Nijah sangat terkejut. Bukan karena tabrakan itu, tapi karena suara kasar dan ucapan bengis yang didengarnya. Nijah yang orang kampung dan tak  berpendidikan, sama sekali tidak memiliki ucapan sekasar itu. Nijah begitu santun karena ajaran sang almarhumah ibu,  yang memiliki tata krama atau sopan santun yang sangat tinggi. Sekarang, seorang Ristia, menantu keluarga terhormat, yang pastinya memiliki pendidikan tinggi, begitu ringan mengucapkan kata dan suara kasar seperti itu.

“Minggir!

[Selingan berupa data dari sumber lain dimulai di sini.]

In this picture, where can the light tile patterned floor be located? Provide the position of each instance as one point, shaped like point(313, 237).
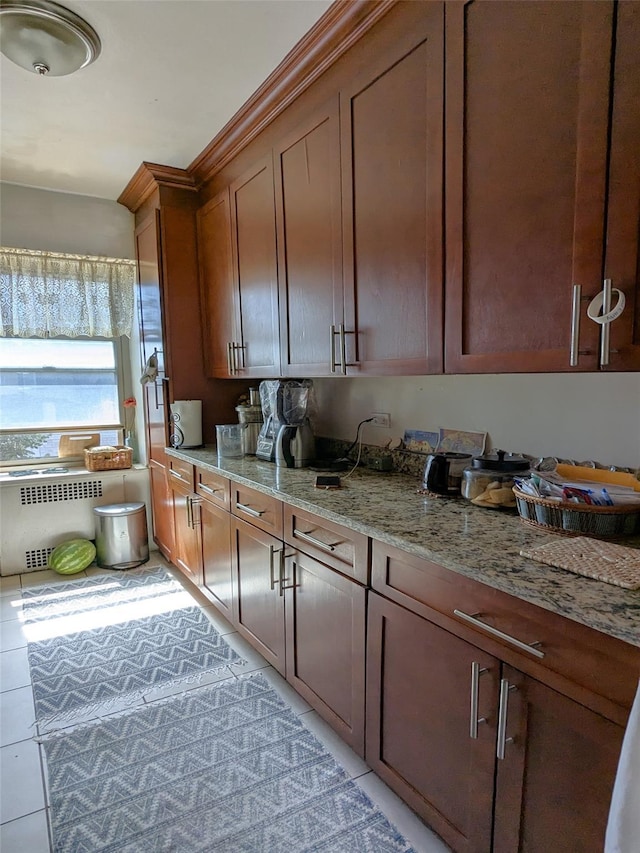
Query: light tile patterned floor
point(23, 808)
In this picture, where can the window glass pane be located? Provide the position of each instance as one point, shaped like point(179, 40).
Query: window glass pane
point(55, 383)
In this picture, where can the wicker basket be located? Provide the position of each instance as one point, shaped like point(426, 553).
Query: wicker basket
point(578, 519)
point(99, 459)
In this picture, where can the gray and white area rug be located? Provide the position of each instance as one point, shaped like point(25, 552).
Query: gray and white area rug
point(96, 644)
point(226, 768)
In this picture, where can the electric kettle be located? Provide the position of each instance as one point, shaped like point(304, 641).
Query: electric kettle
point(443, 472)
point(295, 446)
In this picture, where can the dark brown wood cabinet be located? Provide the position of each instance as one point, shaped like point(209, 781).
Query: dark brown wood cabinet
point(307, 173)
point(162, 504)
point(325, 643)
point(258, 597)
point(220, 314)
point(542, 177)
point(391, 148)
point(525, 710)
point(255, 352)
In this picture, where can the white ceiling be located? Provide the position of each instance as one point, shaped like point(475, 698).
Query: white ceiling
point(170, 75)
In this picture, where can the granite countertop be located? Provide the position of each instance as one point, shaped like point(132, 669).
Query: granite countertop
point(481, 544)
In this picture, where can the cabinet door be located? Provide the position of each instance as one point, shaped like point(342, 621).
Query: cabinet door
point(527, 113)
point(219, 308)
point(309, 244)
point(216, 556)
point(391, 148)
point(256, 270)
point(258, 597)
point(554, 784)
point(420, 705)
point(162, 508)
point(325, 615)
point(622, 259)
point(187, 553)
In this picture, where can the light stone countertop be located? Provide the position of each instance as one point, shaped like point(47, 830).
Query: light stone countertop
point(481, 544)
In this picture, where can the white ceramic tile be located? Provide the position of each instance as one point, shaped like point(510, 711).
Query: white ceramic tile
point(27, 834)
point(9, 584)
point(12, 635)
point(408, 824)
point(21, 777)
point(11, 606)
point(295, 701)
point(46, 576)
point(14, 669)
point(254, 659)
point(184, 686)
point(222, 625)
point(342, 753)
point(17, 715)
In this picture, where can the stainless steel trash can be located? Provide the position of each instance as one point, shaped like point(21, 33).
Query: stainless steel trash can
point(121, 535)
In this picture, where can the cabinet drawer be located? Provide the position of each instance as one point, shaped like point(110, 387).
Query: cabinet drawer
point(180, 471)
point(592, 667)
point(345, 550)
point(261, 510)
point(213, 487)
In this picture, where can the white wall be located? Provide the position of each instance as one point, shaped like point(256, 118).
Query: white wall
point(60, 222)
point(572, 416)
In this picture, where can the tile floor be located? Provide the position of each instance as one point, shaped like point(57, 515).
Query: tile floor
point(23, 805)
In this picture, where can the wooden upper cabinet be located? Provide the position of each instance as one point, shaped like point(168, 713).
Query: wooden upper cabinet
point(219, 307)
point(391, 148)
point(255, 267)
point(622, 255)
point(526, 137)
point(307, 164)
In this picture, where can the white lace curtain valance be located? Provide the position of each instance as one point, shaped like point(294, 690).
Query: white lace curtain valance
point(45, 294)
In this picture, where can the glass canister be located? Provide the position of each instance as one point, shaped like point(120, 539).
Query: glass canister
point(488, 481)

Mengapa malah bengong di depan pintu?”

“Mm … maaf … saya tidak … tidak sengaja.”

Tiba-tiba dari arah depan bu Sardono mendekat.

“Siapa berteriak dengan kata kasar tadi?” katanya menegur.

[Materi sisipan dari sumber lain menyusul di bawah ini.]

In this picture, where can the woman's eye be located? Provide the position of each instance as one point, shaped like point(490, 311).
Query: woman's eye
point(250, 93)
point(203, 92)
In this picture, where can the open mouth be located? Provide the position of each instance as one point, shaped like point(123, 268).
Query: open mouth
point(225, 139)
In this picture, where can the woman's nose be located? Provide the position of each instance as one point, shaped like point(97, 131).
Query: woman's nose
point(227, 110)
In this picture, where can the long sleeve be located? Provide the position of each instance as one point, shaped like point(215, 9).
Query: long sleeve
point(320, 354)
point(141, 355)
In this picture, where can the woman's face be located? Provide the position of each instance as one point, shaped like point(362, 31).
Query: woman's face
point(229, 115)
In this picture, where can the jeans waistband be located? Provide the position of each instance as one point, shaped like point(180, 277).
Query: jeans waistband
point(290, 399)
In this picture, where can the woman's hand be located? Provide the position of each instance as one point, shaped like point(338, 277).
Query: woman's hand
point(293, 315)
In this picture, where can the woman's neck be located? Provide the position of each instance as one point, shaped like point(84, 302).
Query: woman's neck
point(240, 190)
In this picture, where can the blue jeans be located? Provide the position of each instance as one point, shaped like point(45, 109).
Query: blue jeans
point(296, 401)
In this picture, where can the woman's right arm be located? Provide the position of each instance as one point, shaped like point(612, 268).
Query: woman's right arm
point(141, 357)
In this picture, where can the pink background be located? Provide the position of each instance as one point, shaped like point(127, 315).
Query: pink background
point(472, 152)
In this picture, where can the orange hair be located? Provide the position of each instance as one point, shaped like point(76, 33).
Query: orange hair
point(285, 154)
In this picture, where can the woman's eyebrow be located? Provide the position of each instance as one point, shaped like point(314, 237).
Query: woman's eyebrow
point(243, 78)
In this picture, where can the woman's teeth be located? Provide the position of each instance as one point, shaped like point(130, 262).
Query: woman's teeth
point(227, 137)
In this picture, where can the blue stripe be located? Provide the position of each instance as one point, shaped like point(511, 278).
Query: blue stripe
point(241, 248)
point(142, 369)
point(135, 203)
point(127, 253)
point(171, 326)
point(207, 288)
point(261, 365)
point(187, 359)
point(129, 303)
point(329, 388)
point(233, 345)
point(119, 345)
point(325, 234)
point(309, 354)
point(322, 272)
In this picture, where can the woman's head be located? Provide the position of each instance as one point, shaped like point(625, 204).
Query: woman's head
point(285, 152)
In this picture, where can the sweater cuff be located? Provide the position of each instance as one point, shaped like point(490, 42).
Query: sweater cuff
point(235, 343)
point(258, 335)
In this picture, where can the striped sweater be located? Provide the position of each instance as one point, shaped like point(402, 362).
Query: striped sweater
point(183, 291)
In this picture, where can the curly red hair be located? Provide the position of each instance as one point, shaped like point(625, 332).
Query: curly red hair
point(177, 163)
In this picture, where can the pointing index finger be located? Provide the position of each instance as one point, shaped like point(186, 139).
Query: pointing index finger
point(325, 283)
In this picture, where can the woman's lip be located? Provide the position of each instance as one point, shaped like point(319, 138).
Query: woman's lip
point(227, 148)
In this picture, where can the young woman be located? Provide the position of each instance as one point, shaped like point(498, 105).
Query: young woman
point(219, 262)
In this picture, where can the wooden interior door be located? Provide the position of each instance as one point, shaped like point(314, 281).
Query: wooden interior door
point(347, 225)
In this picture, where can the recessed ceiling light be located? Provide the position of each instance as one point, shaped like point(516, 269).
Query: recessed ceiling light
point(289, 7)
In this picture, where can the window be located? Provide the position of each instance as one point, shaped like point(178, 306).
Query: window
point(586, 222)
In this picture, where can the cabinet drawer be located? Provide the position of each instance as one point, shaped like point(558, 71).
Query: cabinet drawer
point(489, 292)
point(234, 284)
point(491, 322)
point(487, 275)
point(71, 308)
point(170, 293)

“Ma, pembantu baru ini berjalan seenaknya dan menabrak Ristia,” kata Ristia tanpa takut.

“Ma … mm ..maaf, Nyonya, saya tidak sengaja,” Nijah gemetaran karena mengira sang nyonya majikan akan lebih memarahinya.

“Ristia, bagaimana mungkin seorang berpendidikan bisa mengucapkan kata sekasar itu?” kata bu Sardono marah.

“Mama, pembantu ini hanya orang kampung, kalau tidak dimarahi dia bisa berbuat seenaknya.”

“Kamu yang bukan orang kampung saja bisa berbuat seenaknya, mengapa mengatai orang seperti itu?”

“Mengapa Mama justru menyalahkan Ristia?”

“Kamu tidak pantas berkata sekasar itu, walau dia hanya seorang pembantu. Dia juga manusia yang punya hati dan rasa.”

“Ristia heran mama membela dia,” kata Ristia yang kemudian melangkah ke ruang makan, mendekati suaminya yang duduk mematung, masih dengan mengutak atik ponselnya.

“Maaas,” suara Ristia manja terdengar oleh bu Sardono, dan tentunya juga Nijah.

Bu Sardono menarik lengan Nijah, diajaknya menuju ke ruang tengah.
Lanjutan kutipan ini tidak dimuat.